Biased sampling and its applications in biomarker validation

TitleBiased sampling and its applications in biomarker validation
Publication TypePresentation
Year of Publication2011
AuthorsWang, Xiaofei
KeywordsSymposium I
Abstract

Biomarkers play an important role in disease diagnosis, prognostic stratification and treatment selection. Before a biomarker can be utilized in clinical practice, its predictive accuracy with respect to relevant clinical conditions needs to be validated against empirical data. Simple random sampling and case-control sampling are two commonly used conventional study designs. We will discuss the weakness of such designs. Motivated by the need for novel designs with better efficiency and reduced cost, we illustrate why test-dependent sampling (TDS) and test/auxiliary-dependent sampling (TADS) can be more efficient in some practical cases. In these new designs, depending on the study objective, investigators can oversample or undersample subjects falling into certain ranges of the biomarker score.
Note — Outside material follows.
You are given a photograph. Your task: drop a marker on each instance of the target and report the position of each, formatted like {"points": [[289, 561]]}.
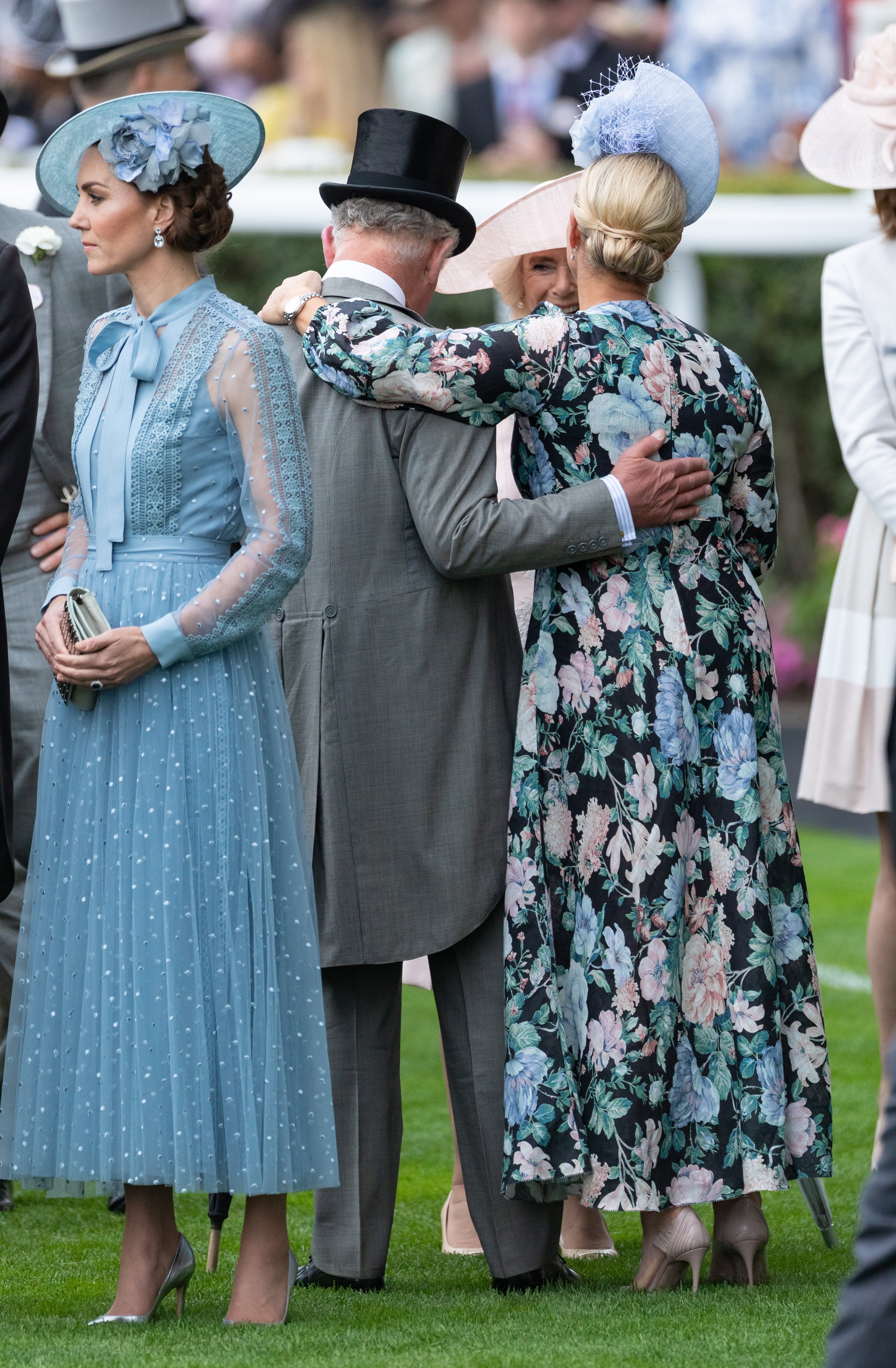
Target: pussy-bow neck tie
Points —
{"points": [[135, 345]]}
As special types of biased sampling scheme, TDS and TADS designs will introduce bias when standard ROC and AUC methods are used to estimate the predictive accuracy of a biomarker. We will introduce new statistical methods for ROC and AUC estimation under TDS and TADS, establish the asymptotic properties of the proposed estimators, and illustrate their finite sample properties via simulation. Simulation studies will also be used to illustrate improved precision under the new designs over conventional designs. The proposed methods will be applied to a hypothetical dataset related to an ongoing lung cancer clinical trial.